Тристано потеребил себя за ухо и задумался.

— Арбогаст как будто говорил о каком-то складе оружия.

— Да нет тут никакого склада, — сказал Джозеф.

— Мы уже все обшарили, островок-то крошечный. Он все еще ищет, но, по-моему, шансов ноль.

— Какой такой склад оружия? — спросил Кейн.

Тристано взглянул на него, но ничего не ответил.

— Тридцать три, — произнес голос.

— Как у вас, продвигается?

— Продвигается, но вы же знаете, что это непросто, — сказал Кейн.

— Откуда мне знать, — буркнул Тристано.

— Дело не всегда идет так быстро, как хотелось бы.

Они на минуту смолкли. Тристано прибавил звук и нагнулся к микрофону.

— А вы прибавьте скорость.

— Шестнадцать, — произнес голос.

— Я стараюсь как могу, — сказал Кейн.

— Теперь все зависит от вас.

— Знаю.

— Четыре, — произнес голос.

Тристано приложил палец к губам.

— Ноль, — произнес голос. — Xerox.

— Xerox, — ответил Тристано.

Звук слегка поплыл, мембрана громкоговорителя вздрогнула от потрескиваний, затем раздался другой голос, такой же синтетический, как первый, но другого тона, словно его создала другая машина.

— Alsthom Harmony Pennaroya, — произнес он. — Ferodo Pennaroya.

Тристано покривился.

— Bic Pennaroya, — ответил он. — Alsthom Bic Harmony. Ferodo Petrofina.

Голос на другом конце зазвучал настойчивее.

— Harmony Pennaroya, — отчеканил он. — Bic Petrofina, Harmony Ferodo, Xerox.

— Xerox, — сказал Тристано.

И выключил аппарат.

— Они недовольны, — расшифровал он, — они думали, что все уже на мази. Когда вы собираетесь кончить?

— Да он ни хрена не делает с утра до ночи, — возмущенно вскричал Джозеф, — ему на все плевать. Он целые дни развлекается со своим паззлом. Ему говорят про Рассела, а ему наплевать. Ему на все плевать.

— Но мне нужно время, — вяло запротестовал изобретатель, — некоторые реакции протекают крайне медленно, у них очень долгий цикл. А последний опыт истощил батарейки периферической системы, теперь нужно ждать, когда они перезарядятся. И у меня под рукой нет кое-чего из нужных материалов.

— Это ваши проблемы, — отрезал Тристано, — но советую поторапливаться. Когда вы закончите работу, нам нечего будет опасаться со стороны Гутмана. А насчет Рассела — не берите в голову, Карье пришлет нам людей. Все будет тип-топ. Задержка только за вами.

— Да я и не беру в голову, я совершенно не боюсь, — ответил Кейн, но в его голосе прозвучала легкая озабоченность: можно было подумать, что он все же чуточку побаивается.

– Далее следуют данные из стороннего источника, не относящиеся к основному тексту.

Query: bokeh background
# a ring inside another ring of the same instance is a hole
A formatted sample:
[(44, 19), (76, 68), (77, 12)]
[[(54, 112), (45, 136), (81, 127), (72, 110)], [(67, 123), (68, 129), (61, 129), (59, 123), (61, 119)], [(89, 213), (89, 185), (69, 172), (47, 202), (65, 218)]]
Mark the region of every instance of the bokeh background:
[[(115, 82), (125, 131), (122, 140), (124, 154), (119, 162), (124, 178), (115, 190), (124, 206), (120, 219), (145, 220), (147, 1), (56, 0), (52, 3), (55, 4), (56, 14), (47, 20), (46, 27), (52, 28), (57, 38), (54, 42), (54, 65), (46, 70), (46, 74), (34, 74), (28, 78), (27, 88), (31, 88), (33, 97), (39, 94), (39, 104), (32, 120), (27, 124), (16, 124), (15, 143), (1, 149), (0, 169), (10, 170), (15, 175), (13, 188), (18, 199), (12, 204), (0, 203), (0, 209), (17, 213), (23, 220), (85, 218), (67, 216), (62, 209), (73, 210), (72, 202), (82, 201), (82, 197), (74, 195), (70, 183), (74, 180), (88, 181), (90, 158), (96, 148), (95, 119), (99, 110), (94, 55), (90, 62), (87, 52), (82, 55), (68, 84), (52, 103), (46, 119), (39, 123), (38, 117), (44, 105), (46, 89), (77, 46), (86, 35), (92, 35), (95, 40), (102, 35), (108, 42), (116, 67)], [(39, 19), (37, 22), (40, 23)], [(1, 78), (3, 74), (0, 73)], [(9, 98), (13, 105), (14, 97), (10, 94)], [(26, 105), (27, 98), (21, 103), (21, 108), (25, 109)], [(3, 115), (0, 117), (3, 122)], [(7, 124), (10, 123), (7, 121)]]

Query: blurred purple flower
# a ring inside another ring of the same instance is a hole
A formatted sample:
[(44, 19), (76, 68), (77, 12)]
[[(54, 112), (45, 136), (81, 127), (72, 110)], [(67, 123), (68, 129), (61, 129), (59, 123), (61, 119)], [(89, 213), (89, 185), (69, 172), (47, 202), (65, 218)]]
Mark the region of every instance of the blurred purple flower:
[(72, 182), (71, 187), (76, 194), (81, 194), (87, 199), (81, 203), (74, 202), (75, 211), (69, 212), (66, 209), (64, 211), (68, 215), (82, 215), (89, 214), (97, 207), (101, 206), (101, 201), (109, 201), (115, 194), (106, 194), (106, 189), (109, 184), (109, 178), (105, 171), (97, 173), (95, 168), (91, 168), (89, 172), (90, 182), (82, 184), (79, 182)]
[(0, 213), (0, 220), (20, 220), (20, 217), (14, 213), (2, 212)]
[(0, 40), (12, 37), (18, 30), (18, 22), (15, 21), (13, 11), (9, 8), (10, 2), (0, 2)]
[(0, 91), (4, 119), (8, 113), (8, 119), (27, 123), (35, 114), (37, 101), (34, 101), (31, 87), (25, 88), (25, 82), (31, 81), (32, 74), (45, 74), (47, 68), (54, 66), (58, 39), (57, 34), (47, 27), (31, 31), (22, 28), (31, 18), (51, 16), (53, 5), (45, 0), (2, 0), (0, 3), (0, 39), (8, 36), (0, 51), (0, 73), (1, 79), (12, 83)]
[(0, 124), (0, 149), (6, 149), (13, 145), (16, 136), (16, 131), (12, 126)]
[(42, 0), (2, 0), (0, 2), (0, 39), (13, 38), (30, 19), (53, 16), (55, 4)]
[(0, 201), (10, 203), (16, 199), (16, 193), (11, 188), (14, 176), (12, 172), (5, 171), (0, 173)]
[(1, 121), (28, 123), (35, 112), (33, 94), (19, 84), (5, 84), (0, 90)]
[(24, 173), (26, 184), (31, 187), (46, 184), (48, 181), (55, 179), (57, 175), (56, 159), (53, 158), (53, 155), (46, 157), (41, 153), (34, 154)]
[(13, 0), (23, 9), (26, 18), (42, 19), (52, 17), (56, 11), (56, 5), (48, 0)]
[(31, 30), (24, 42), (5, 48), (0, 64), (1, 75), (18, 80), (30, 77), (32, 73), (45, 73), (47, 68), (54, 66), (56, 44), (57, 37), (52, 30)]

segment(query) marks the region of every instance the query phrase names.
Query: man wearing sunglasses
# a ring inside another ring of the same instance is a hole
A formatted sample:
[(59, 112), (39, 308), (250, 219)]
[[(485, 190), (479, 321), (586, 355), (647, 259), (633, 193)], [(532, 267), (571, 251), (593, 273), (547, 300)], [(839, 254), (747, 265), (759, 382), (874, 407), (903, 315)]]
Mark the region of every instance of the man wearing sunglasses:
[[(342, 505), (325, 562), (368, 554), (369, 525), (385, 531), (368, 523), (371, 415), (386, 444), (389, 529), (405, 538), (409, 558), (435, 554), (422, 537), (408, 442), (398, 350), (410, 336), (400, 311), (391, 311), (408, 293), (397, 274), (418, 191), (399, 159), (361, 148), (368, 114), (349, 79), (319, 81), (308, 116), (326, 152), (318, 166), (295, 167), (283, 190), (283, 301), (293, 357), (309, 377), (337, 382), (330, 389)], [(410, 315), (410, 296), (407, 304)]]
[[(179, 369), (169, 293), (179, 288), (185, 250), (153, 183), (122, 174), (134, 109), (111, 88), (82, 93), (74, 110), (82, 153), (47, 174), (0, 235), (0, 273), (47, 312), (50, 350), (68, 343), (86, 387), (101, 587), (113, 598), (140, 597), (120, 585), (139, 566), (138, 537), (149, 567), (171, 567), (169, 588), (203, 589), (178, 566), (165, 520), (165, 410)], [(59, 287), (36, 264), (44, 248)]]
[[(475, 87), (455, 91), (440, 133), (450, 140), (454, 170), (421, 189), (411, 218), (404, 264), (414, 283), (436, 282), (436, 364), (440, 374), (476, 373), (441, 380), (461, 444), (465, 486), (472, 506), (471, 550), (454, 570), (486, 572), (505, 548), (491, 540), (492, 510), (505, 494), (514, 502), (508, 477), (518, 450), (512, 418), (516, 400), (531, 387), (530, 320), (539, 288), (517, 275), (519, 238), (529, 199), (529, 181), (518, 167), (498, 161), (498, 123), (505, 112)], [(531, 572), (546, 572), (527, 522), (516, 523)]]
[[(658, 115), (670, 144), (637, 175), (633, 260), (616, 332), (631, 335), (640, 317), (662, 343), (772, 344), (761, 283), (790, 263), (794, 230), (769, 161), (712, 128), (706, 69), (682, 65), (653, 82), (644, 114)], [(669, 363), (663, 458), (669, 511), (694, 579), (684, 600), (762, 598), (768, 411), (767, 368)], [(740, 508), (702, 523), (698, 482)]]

На самом деле он совершенно не боялся, просто в этот момент он наконец отыскал главный фрагмент, позволивший ему закончить люстру из красной меди, свисавшую с потолка галереи в паззле, и ликовал по этому поводу.

8

Рене Карье был низкорослым пузатым человечком с грустным лицом и плешивой головой. В данный момент он рассеянно просматривал пятую главу социологического исследования Георга Зиммеля в первом издании 1908 года (издательство «Дункер и Гумблот»). Поскольку он слабо знал немецкий, его взгляд частенько застревал на незнакомых словах, зажигаясь при этом странным блеском, признаком интеллектуального усилия, словно он мысленно сдвигал крупный булыжник, мешавший ему идти дальше.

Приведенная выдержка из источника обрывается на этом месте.